Acoustic Emission Characteristics of Fracture and Damage in Coal Samples under Overstress Loading and Unloading Paths

Abstract

Abstract As coal mining depth is over 1000 m, an overstressed effect is commonly observed around working face which shows a higher stress than the ultimate strength of the coal mass. Aiming at the problem of dynamic disasters induced by overstress loading and loading, a true triaxial AE monitoring unit was designed to systematically investigate the acoustic emission (AE) characteristics of fracture and damage. The AE results show that the ring counts of coal sample under true triaxial loading are influenced by three factors: loading level, individual differences, and loading rates. When under lower true triaxial loads, the coal sample damage represented by ring counts appears largely in loading phase, and the quantity is few. When true triaxial loads increase, the number of ring counts, especially in packing phase, increases significantly, which indicates that the damage process is transferred from loading phase to packing phase. The study on evolution laws of microcracks, wave velocity, and energy indicates that, during the initially true triaxial loads, the primary microcracks and the initial loading on primary dense areas contributes to a small amount of lower and higher velocity regions in the sample. Along with the increase of true triaxial loading, the closure of the primary microcracks and the fracture of the dense area result in a transfer and expansion of higher velocity regions and the formation of velocity anomaly regions. When approaching failure, the macrocracks throughout the sample present a large area of lower velocity band.
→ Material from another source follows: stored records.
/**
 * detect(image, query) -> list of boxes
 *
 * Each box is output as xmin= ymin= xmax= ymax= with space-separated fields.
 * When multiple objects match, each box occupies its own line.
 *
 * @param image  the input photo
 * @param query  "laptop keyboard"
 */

The formation and closure of cracks, the fast transfer of high velocity region, and the velocity anomaly region indicate the unstable status of the sample. During the packing phase of true triaxial loads, the cracks are compacted, and the inner structures are thoroughly damaged in the sample, which eventually presents a continuous damage in a form of the shrink of the lower velocity region and the increase of integral velocity of the sample.